SBA stated that it determined there is good cause to issue this interim final rule without advance notice and public comment because doing so would be impracticable, unnecessary, and contrary to the public interest.  SBA stated that other SBA COVID-19 relief programs have recently ended or exhausted the funding provided for the program, yet businesses and nonprofit organizations are still in need of support.  SBA further states that an immediate effective date will give small businesses, nonprofit organizations, qualified agricultural businesses, and independent contractors affected by this interim final rule the maximum amount of time to apply for loans and SBA the maximum amount of time to process applications before the program ends on December 31, 2021.  According to SBA, given the short duration of this program, SBA has determined that it is impractical and not in the public interest to provide a delayed effective date.

Paperwork Reduction Act (PRA), 44 U.S.C. §§ 3501-3520

SBA determined that this interim final rule will require revisions to the COVID-19 Economic Injury Disaster Loan Application information collection, Office of Management and Budget (OMB) Control Number 3245-0406.  SBA stated it has obtained emergency approval of the revisions, including waiver of public comment notices.
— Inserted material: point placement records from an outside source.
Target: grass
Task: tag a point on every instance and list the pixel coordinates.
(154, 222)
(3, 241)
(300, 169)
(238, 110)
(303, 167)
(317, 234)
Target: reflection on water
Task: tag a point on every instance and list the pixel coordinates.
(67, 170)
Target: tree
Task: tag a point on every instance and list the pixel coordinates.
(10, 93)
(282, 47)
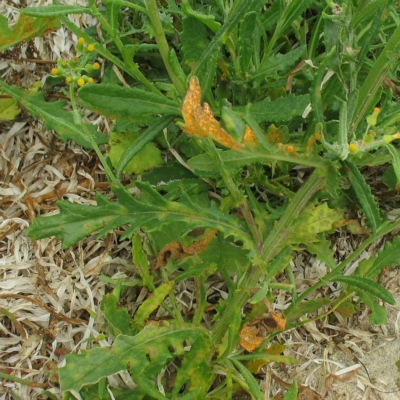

Statutory authorization for the rule

SBA promulgated this interim final rule pursuant to various sections of title 15, United States Code, sections 1110 and 1114 of Public Law 116-136, and section 331 of Public Law 116-260.

Executive Order No. 12866 (Regulatory Planning and Review)

SBA stated that OMB has determined that this interim final rule is economically significant under the Order.  SBA stated it is proceeding under an emergency provision of the Order based on the need to move expeditiously to mitigate the current economic hardships and conditions arising from the COVID-19 emergency.

Executive Order No. 13132 (Federalism)

SBA determined that this interim final rule will not have substantial direct effects on the states, on the relationship between the national government and the states, or on the distribution of power and responsibilities among the various layers of government.  Therefore, SBA determined that the rule has no federalism implications warranting preparation of a federalism assessment.